Dass das Erlernen von Lesen und Schreiben nicht einfach ist, können sich noch viele Erwachsene in Erinnerung rufen. Auch im Erwachsenenalter gibt es noch die „guten“ und die „schlechten“ Leser. Dies liegt häufig daran, ob sich in den ersten Klassen beim Lesen und Schreiben eine Automatisierung eingestellt hat.
Nicht nur im Fach Deutsch ist eine Automatisierung notwendig, um etwas mit einer gewissen „Leichtigkeit“ zu bewältigen. Auch bei jeglichen Sportarten ist ein automatisiertes Handeln für den Erfolgt von großer Wichtigkeit. Spielt ein Kind z.B. Fußball, so ist es notwendig, dass es seine Aufmerksamkeit beim Sturm auf das Tor richtet, um dieses zu fokussieren und anzuzielen. Es hat also gar keine Zeit mehr, bewusst darüber nachzudenken, welche Bewegungen seine Beine ausführen müssen, um genug Schwung zu entwickeln und den Tritt gegen den Ball zu koordinieren.
Eine Automatisierung findet aber nur durch Übung statt. Spielt ein Kind das erste Mal Fußball, so richtet es seine volle Aufmerksamkeit auf den Ball, Mitspieler, mögliche Regeln oder die Richtung, in das es schießen soll, werden erst mal unzureichend wahrgenommen.

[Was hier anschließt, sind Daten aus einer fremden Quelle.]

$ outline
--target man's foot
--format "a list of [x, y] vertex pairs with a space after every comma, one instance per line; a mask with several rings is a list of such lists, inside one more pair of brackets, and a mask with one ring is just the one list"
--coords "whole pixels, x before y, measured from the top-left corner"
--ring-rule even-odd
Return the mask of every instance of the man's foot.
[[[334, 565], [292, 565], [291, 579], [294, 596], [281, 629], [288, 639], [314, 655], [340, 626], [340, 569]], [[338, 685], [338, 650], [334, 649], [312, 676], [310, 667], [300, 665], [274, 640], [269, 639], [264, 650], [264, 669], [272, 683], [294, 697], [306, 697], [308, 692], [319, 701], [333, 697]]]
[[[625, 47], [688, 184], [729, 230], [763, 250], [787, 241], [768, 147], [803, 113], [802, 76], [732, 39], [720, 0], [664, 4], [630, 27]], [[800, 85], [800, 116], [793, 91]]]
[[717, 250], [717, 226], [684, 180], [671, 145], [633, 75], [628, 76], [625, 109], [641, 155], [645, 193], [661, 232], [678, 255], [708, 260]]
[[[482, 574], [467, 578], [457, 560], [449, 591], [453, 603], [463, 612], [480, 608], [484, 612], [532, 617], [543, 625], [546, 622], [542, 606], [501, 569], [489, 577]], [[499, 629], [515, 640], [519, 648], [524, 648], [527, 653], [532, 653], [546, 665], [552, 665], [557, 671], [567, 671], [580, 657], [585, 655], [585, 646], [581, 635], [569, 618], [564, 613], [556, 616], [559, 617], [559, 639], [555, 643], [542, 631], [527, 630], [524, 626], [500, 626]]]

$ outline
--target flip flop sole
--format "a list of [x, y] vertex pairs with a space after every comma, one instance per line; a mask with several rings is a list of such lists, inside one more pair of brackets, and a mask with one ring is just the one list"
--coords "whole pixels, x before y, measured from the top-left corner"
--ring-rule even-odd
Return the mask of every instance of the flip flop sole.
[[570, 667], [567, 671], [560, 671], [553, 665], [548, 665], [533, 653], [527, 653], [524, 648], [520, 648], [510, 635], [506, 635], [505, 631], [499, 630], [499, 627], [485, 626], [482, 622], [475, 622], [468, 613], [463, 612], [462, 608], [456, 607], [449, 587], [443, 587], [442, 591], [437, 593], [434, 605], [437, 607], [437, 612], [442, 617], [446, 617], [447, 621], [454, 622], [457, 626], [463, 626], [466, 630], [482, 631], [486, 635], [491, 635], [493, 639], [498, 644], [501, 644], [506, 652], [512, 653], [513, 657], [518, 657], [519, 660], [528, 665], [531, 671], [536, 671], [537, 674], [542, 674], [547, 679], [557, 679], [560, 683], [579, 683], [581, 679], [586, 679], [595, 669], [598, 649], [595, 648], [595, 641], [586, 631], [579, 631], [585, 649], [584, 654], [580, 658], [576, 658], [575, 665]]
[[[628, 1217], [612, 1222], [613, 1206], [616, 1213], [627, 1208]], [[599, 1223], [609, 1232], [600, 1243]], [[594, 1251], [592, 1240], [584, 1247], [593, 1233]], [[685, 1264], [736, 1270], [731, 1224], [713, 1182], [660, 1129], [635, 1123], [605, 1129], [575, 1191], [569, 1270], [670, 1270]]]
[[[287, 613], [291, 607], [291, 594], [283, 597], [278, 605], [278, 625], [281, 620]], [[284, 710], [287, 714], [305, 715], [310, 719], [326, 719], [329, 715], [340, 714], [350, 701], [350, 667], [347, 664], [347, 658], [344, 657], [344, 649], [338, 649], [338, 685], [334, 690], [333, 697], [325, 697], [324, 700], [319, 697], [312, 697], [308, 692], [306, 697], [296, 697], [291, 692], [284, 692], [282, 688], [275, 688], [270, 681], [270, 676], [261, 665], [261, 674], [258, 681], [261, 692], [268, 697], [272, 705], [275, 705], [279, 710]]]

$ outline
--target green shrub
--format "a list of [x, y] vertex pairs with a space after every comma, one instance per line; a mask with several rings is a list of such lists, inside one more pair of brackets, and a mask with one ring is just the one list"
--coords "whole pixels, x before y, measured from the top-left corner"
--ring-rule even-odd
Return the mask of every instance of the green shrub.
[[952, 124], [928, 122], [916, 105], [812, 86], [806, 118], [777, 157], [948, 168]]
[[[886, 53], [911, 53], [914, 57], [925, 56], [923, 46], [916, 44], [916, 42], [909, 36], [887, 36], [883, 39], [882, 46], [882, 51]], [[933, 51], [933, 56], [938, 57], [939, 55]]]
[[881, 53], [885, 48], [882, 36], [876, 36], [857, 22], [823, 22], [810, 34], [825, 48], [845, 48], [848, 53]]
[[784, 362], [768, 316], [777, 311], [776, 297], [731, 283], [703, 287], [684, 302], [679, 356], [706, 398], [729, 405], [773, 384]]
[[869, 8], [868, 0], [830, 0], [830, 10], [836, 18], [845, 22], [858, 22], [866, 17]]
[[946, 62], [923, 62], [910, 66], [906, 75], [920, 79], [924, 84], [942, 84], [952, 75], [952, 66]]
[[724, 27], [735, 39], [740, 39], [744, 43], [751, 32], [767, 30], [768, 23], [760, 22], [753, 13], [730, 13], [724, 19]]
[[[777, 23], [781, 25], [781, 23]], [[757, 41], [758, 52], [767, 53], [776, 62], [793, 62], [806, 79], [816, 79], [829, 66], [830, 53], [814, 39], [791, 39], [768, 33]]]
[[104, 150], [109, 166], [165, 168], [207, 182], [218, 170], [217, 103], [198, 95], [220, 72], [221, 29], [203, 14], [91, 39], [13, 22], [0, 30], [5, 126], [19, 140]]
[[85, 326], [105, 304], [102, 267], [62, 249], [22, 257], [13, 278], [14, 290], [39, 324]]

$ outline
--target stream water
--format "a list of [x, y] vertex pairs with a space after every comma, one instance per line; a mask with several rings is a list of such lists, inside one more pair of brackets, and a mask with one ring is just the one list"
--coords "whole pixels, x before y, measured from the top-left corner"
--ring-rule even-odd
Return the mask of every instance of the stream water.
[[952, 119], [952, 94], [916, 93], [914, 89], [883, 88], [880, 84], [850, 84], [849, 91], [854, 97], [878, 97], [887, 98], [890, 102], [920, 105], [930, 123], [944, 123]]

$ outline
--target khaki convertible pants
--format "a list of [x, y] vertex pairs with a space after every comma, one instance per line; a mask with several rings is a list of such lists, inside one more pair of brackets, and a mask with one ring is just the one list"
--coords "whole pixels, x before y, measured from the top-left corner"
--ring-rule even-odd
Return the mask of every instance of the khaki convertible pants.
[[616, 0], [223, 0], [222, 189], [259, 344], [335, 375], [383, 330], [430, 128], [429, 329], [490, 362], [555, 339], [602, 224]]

Betrachten wir nun den Prozess des Lesenlernens. In der ersten Klasse richtet es seine ganze Aufmerksamkeit auf einen einzelnen Buchstaben. Auch wenn ein ganzes Wort gelesen werden soll, kann das Gehirn nur einen Buchstaben erfassen. Jeder einzelne Buchstabe wird dann im Anschluss zusammengesetzt um ein Wort lesen zu können. Umso länger das Wort, desto länger dauert das Lesen. Erst wenn dieser Prozess des Lesens ins Langzeitgedächtnis verlagert wird, beginnt das Kind mehrere Buchstaben gleichzeitig zu erfassen. Das Gehirn kann ein Wort erkennen, ohne jeden einzelnen Buchstaben einzeln interpretieren zu müssen. D.h. auch lange Worte werden genauso schnell wie kurze Worte gelesen, da die Gesamtheit des Wortes vom Gehirn erfasst werden kann. Diesen Prozess – nicht mehr bewusst über jeden einzelnen Schritt bzw. Buchstaben nachdenken zu müssen – nennt man Automatisierung. In der zweiten Klasse sollte ein „guter Leser“ ca. 4 Buchstaben gleichzeitig wahrnehmen und interpretieren können.

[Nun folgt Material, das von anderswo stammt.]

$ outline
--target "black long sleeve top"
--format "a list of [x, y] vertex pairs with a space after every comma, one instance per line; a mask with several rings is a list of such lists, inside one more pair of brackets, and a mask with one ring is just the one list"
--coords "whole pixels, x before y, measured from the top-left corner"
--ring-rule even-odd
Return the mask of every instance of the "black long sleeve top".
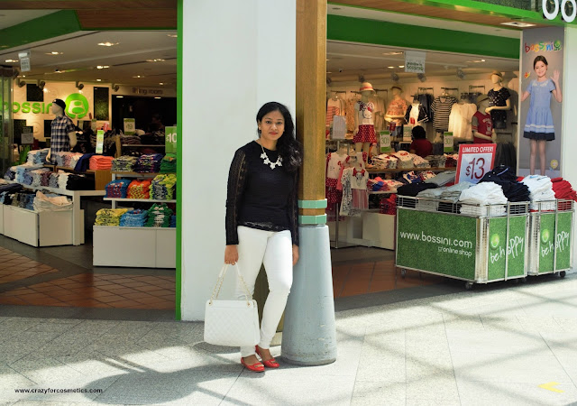
[[[276, 151], [264, 148], [275, 162]], [[290, 230], [292, 243], [298, 245], [298, 172], [284, 166], [264, 164], [262, 148], [255, 141], [234, 153], [228, 174], [226, 196], [226, 245], [238, 244], [236, 227], [244, 226], [266, 231]]]

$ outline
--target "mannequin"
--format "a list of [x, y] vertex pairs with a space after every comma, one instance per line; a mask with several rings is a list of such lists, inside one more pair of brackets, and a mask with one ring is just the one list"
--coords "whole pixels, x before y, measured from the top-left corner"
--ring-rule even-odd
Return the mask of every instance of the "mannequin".
[[477, 112], [472, 121], [473, 143], [491, 143], [495, 142], [497, 134], [493, 128], [493, 121], [489, 113], [484, 113], [489, 107], [489, 96], [481, 95], [477, 97]]
[[[395, 134], [391, 134], [391, 136], [394, 136], [396, 134], [402, 134], [400, 127], [405, 123], [405, 115], [407, 113], [407, 108], [408, 108], [408, 105], [407, 100], [400, 97], [401, 93], [403, 93], [402, 88], [398, 86], [393, 86], [390, 88], [390, 91], [392, 92], [393, 99], [389, 104], [385, 120], [390, 124], [395, 124]], [[398, 127], [398, 130], [397, 130], [397, 127]]]
[[[371, 143], [377, 143], [377, 135], [375, 134], [375, 125], [373, 115], [375, 113], [375, 106], [369, 101], [369, 97], [375, 91], [372, 85], [369, 82], [361, 84], [361, 101], [354, 104], [354, 150], [357, 153], [365, 152], [368, 159]], [[366, 163], [366, 161], [365, 161]]]
[[66, 103], [60, 98], [52, 101], [51, 111], [55, 115], [51, 124], [50, 149], [46, 156], [46, 161], [54, 164], [56, 152], [69, 152], [77, 143], [74, 123], [70, 117], [64, 114]]
[[503, 87], [503, 75], [497, 70], [490, 74], [493, 88], [489, 91], [489, 107], [485, 113], [490, 114], [493, 121], [493, 128], [504, 130], [507, 128], [506, 110], [511, 109], [511, 95], [508, 89]]

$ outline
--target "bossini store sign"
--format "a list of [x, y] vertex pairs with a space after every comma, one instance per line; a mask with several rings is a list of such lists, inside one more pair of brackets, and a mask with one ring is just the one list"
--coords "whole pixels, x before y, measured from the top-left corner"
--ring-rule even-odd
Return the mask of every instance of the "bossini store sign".
[[[552, 12], [548, 8], [548, 5], [551, 3], [554, 5]], [[547, 20], [557, 18], [560, 11], [563, 21], [565, 23], [572, 23], [577, 16], [577, 0], [542, 0], [541, 8], [543, 15]]]
[[[88, 115], [88, 100], [80, 93], [72, 93], [66, 97], [66, 115], [72, 118], [83, 118]], [[8, 102], [5, 102], [5, 109], [8, 108]], [[50, 106], [52, 103], [46, 102], [13, 102], [12, 112], [32, 115], [51, 114]]]

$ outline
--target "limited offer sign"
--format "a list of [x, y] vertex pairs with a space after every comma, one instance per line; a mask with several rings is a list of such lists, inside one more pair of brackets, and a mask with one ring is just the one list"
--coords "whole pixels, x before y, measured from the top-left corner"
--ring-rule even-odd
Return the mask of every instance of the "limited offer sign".
[[493, 169], [496, 150], [496, 143], [461, 144], [455, 183], [463, 180], [479, 183]]

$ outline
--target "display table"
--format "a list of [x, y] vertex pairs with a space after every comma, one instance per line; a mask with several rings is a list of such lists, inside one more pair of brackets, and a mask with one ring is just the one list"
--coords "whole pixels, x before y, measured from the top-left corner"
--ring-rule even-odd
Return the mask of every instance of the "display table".
[[94, 226], [95, 266], [176, 268], [177, 229]]
[[[8, 182], [18, 183], [14, 180], [8, 180]], [[60, 195], [72, 198], [71, 243], [69, 244], [72, 244], [73, 245], [80, 245], [84, 244], [84, 211], [80, 209], [80, 199], [87, 196], [105, 196], [105, 192], [104, 190], [69, 190], [66, 189], [49, 188], [47, 186], [31, 186], [23, 185], [22, 183], [21, 185], [23, 188], [32, 190], [46, 190], [51, 193], [58, 193]], [[4, 222], [5, 224], [6, 223], [5, 216]]]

Warum ist die Automatisierung so notwendig?
Untersuchungen haben gezeigt, dass ein Kind, das den Leseprozess nicht automatisiert hat, für ein langes Wort sehr viel Zeit benötigt, um dies zu lesen. Jeder Buchstabe muss einzeln erfasst werden. Dies kostet sehr viel Aufmerksamkeit und Energie, sodass das Lesen mühsam und anstrengend bleibt. Dadurch frustrieren viele Kinder. Erfolgt eine Tätigkeit (egal ob Lesen oder Fußball) automatisiert, so muss das Gehirn deutlich weniger Aufmerksamkeit aufbringen. Dadurch ist das Kind offen für weitere parallele Abläufe (z.B. dem Erfassen des Sinns des Textes). Nur wenn das Gehirn mehrere Buchstaben erfasst, kann es sich flüssig durch den Text tasten. Es wird beim Lesen eines Wortes bereits das nachfolgende Wort (wenn auch nicht scharf) erfasst, um es nach seiner Länge und Struktur zu analysieren. Das Gehirn arbeitet, kurz gesagt, effektiver und schneller, es werden weniger Gehirnzellen benötigt, wodurch deutlich weniger Anstrengung für das Lesen aufgebracht werden muss.
Eine große Rolle (ähnlich wie auch beim Beispiel des Fußballspielens) spielt dabei auch die Automatisierung der Augenbewegungen. Diese laufen zwar unbewusst ab, die Geschmeidigkeit, mit der die Augenmuskulatur sich über den Text tastet, wie groß die Sprünge sind, mit der das Auge von Wort zu Wort hüpft, ist ausschlaggebend dafür, wie schnell das Auge das fokussierte Wort wahrnehmen kann. Wird dieser Bewegungsablauf im Kindesalter nicht automatisiert, so ist auch im Erwachsenenalter häufig eine Schwierigkeit im Lesetempo zu erkennen. Eine Studie von Cunningham u. Stanovich (1997) konnte zeigen, dass ein großer Zusammenhang zwischen der Lesefähigkeit in der ersten Klasse und der Lesemenge in der elften Klasse besteht.